Cortes, accompanied by the good wishes of the Tiascalans, set out on his

expedition and within a few days reached the populous capital city of

the Incas".

I was reminded of Cortes by a photograph of Katya on horseback,

wearing breeches and high boots and a broadbrimmed hat and with a

carbine slung across her back. A prospector! The sight of that

photograph would have pleased the Captain.

Several days passed in this wise without our having yet talked about

what had happened since we last met, though enough had happened to

last us a lifetime talking about it. We both seemed to feel that it was first

necessary to get used to each other anew. Not a word about Nikolai

Antonich, or Romashov, or my being guilty about her. This was not so

easy, considering that almost every evening the old lady came visiting.

At first she used to make ceremonious calls, looking prim and proper

in a dress with leg-of-mutton sleeves, and telling all kinds of stories—

that is, until Nikolai Antonich's return. But one day she came running in

looking upset and said in a loud whisper: "He's arrived." And forthwith

closeted herself with Katya.

When leaving, she said gruffly: "You've got to have tact to live with

people."

But Katya did not answer. She merely kissed her goodbye with a

thoughtful air.

The next day the old lady came with a tear-stained face, looking tired

and carrying an umbrella. She sat down in the hall.

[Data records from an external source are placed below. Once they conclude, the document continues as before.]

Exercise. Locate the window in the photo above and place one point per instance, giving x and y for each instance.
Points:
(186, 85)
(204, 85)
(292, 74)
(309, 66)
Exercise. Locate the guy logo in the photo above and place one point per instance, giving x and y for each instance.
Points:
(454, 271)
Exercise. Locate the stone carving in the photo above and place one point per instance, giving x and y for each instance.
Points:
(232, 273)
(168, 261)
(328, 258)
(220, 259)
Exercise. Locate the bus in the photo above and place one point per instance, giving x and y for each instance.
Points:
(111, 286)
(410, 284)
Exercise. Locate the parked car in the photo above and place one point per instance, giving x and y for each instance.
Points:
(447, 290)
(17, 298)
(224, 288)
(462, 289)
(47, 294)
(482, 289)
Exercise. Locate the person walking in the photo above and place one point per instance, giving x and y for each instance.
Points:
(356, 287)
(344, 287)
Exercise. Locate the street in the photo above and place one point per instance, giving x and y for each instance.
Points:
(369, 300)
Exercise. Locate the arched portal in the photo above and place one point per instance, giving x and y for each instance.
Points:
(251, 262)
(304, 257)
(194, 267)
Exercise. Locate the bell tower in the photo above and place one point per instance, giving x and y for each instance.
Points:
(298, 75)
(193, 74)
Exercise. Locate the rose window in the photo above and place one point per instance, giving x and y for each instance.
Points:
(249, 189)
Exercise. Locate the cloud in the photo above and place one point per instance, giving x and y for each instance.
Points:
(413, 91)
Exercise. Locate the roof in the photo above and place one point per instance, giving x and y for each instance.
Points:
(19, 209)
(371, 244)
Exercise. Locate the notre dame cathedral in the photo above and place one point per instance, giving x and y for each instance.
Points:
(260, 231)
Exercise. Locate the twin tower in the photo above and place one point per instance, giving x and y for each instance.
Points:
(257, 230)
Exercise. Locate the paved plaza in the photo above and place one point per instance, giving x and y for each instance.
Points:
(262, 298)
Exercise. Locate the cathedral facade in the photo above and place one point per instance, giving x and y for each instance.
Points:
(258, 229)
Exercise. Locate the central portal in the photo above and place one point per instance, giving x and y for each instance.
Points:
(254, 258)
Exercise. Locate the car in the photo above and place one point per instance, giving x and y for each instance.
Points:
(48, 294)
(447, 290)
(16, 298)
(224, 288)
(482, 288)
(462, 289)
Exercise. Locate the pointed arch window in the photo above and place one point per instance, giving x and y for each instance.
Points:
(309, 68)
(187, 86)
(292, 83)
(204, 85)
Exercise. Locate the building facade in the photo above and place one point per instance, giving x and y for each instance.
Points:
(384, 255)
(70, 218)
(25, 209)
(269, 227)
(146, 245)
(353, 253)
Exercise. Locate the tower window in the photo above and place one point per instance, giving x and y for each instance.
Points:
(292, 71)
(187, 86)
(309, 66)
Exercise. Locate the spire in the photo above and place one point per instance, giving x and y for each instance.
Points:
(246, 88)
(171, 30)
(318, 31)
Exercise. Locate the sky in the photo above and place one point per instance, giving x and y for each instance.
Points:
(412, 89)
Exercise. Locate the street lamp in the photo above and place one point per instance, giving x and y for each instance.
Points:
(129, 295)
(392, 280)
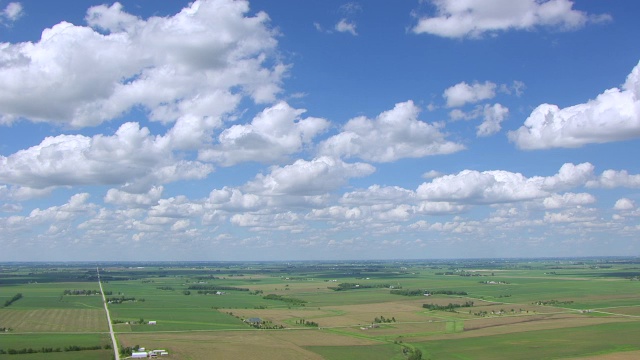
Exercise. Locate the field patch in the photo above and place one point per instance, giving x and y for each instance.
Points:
(277, 344)
(54, 320)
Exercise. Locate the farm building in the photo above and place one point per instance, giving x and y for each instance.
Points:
(254, 321)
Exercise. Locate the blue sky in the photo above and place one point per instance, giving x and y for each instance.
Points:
(287, 130)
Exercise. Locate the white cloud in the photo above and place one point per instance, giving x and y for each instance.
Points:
(59, 216)
(566, 200)
(474, 18)
(393, 135)
(13, 11)
(346, 26)
(574, 215)
(463, 93)
(498, 186)
(320, 175)
(131, 157)
(494, 115)
(172, 66)
(275, 133)
(376, 194)
(286, 221)
(624, 204)
(119, 197)
(231, 199)
(611, 179)
(431, 174)
(613, 115)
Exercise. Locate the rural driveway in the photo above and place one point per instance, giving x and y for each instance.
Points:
(106, 309)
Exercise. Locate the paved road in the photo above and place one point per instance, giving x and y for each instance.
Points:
(106, 309)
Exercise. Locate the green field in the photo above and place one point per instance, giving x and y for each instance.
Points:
(476, 309)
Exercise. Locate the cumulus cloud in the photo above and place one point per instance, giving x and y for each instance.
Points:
(463, 93)
(131, 157)
(231, 199)
(346, 26)
(624, 204)
(320, 175)
(611, 179)
(12, 12)
(84, 75)
(393, 135)
(459, 19)
(376, 194)
(494, 115)
(557, 201)
(499, 186)
(123, 198)
(612, 116)
(275, 133)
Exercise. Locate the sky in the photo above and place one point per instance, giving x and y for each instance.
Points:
(318, 130)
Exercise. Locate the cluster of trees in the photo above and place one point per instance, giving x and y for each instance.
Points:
(266, 325)
(419, 292)
(383, 319)
(15, 298)
(127, 351)
(449, 307)
(121, 299)
(50, 349)
(82, 292)
(291, 301)
(307, 323)
(412, 354)
(353, 286)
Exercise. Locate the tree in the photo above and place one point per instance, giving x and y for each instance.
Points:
(415, 355)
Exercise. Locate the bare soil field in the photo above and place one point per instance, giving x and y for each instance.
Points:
(54, 320)
(513, 324)
(625, 355)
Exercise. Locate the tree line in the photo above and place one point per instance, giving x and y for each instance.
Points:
(450, 307)
(11, 351)
(15, 298)
(419, 292)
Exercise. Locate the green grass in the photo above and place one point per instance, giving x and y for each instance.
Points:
(371, 352)
(543, 344)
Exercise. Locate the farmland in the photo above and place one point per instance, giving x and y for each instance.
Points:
(446, 309)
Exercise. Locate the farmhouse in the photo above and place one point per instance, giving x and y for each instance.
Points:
(254, 321)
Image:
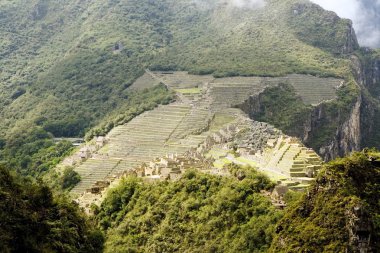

"He's taken ill," she said. "I called a doctor. A homeopath. But he sent

him away. 'I've given my whole life to her,' he says, 'and this is her

gratitude.' "

She gave a little sob.

" 'It was the last thing that gave me a hold on life. Now it's all over.'

Something like that."

Obviously, it wasn't all over, because Nikolai Antonich got well again,

although he had had a severe heart attack which had kept him in bed for

a few days. He asked for Katya. But Katya did not go to see him. I heard

her tell the old lady: "Grandma, ill or well, alive or dead, I don't want to

see him. D'you understand?"

"I understand," Nina Kapitonovna answered. "Just the way her father

was too," she complained to Kiren's mother as she left. "Talk about

obstinate! Sheer cussedness, I call it!"

But Nikolai Antonich rallied and the old lady cheered up. Now she

sometimes dropped in twice a day, so that we always had the latest news

about Nikolai Antonich and Romashka. One day Katya herself spoke

about Romashka.

"He called on me at the office," she said briefly. "But I sent him word

that I had no time for him and never would have."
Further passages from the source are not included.